Yonah Jeremy Bob, a military analyst for the Jerusalem Post, says Israel is likely planning a major ground assault into Gaza – the biggest since the 2014 invasion.

“There’s going to be a second act and that is an invasion of Gaza, and I think larger than 2014 when Israel called up 80,000 reserves. Israeli has four divisions of reservists that it is already calling up and has moved 35 brigades to the border. So what Israel had a 6:30am this morning [when the Hamas attack began] was minuscule to what it has now. Within a day or two, Israeli will have a massive force that will be able to overwhelm Hamas forces in Gaza,” Bob told Al Jazeera.

“What the question will really be is how far they want to go? Does it want to topple Hamas and have to figure out being in control, or handing control over to the Palestinian Authority, or a multinational force and all the consequences that could have?”

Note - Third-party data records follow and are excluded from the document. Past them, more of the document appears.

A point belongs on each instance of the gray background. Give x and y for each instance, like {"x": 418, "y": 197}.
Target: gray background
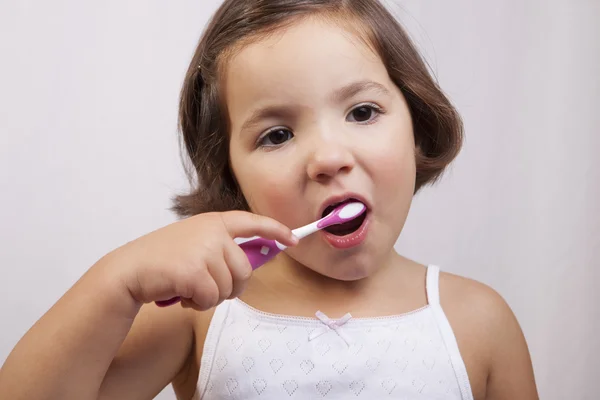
{"x": 89, "y": 156}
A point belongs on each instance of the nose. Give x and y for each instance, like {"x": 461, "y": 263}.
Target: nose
{"x": 329, "y": 157}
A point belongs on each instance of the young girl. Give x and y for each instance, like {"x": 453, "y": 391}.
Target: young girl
{"x": 288, "y": 108}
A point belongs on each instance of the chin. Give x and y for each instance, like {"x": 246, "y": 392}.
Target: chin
{"x": 347, "y": 272}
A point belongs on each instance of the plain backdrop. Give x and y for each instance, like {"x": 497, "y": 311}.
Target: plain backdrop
{"x": 89, "y": 156}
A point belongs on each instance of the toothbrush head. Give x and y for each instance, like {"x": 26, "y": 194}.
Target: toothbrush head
{"x": 343, "y": 213}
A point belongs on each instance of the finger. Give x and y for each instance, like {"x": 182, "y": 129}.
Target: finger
{"x": 218, "y": 269}
{"x": 239, "y": 267}
{"x": 246, "y": 224}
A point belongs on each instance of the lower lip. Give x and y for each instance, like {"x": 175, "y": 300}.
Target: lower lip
{"x": 351, "y": 240}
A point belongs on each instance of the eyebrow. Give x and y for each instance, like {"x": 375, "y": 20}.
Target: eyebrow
{"x": 353, "y": 89}
{"x": 287, "y": 112}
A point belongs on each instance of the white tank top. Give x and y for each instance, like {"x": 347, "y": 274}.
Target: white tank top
{"x": 249, "y": 354}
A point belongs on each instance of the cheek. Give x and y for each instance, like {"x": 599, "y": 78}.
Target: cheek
{"x": 273, "y": 193}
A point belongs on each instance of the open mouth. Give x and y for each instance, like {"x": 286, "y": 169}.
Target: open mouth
{"x": 346, "y": 228}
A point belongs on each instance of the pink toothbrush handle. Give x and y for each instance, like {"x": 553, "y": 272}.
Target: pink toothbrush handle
{"x": 258, "y": 251}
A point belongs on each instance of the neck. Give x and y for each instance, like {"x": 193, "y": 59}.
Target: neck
{"x": 286, "y": 286}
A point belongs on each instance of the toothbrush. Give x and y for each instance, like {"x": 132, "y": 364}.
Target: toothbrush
{"x": 260, "y": 250}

Source: https://www.aljazeera.com/news/liveblog/2023/10/7/israel-palestine-escalation-live-news-barrage-of-rockets-fired-from-gaza

I can't imagine Israel demanding anything less than a complete destruction and removal of Hamas from the Gaza strip. The issue with this isn't with justification for doing so, but how far they will go in the attempt. Whilst Israel may be short on manpower they can certainly make up for it with munitions. I've been following the Ukrainian war and it has really shown off the power of drones as both tools of surveillance and recon as well as acting as weapons themselves. For every suicide bomber they have to deal with, Israel has hundreds to tens of thousands of suicide drones to send back the opposite way. As the casualties mount up on the Palestinian side it will increase pressure on other Arab countries and potentially China a justification to intervene into this matter and up the escalation ladder we go. It's still too early to tell, but I have a strong feeling this is going to turn into a 'shit-show' pretty darn quickly.

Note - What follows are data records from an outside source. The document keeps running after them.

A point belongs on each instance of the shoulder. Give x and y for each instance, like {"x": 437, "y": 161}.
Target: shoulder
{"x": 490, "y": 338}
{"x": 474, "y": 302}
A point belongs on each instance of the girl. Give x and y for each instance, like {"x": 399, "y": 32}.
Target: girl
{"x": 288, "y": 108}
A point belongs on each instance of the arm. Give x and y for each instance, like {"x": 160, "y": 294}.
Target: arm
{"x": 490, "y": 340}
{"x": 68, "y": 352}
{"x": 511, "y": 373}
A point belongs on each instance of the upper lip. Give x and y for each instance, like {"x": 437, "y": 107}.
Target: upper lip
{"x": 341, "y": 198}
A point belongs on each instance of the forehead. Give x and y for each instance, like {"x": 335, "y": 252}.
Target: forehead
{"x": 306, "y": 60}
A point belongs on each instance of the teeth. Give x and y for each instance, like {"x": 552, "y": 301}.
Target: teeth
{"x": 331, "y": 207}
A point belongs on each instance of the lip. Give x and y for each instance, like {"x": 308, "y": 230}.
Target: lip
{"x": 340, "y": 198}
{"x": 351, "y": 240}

I have long feared the use of drones as a tool of genocide. My mental image of it was of a person in Nairobi Kenya sitting behind a large high definition computer screen sipping diet coke whilst blowing up 'insurgents' in Afghanistan. The issue with the corresponding rise of artificial domain (wrong word?) intelligence is that you no longer need that person 'in the loop'. It combines the immediate deadliness of bullets and shrapnel with the emotional/moral distance of proxy methods such as hunger and displacement to achieve their ends. I hope I am right that this current potential conflict is a little too soon for talk of the worst outcomes of the adoption of drones/AI, but this still represents a complete shift in the balance of terror for States fighting insurgency/guerilla adversaries.

For every suicide bomber they have to deal with, Israel has hundreds to tens of thousands of suicide drones to send back the opposite way

Suicide drones are useful when you face anti-air assets and cannot risk planes and pilots for precision strikes. Israeli jets have always had free rein over Gaza and they can annihilate anywhere at will at any time. The limiting factor has always been the extremely high civilian casualties caused by this approach since Hamas is totally embedded into the civilian population. Also Hamas will be using its prisoners as human shields for the foreseeable future. There are already photos of prisoners being put in the tunnels to discourage Israeli bunker busters. Drones will not change this equation.

I have long feared the use of drones as a tool of genocide.

The thing holding a genocide of Palestinians back isn't a lack of tools. It is (geo)politics. Intervention from the Arab states, West, Russia, Iran etc.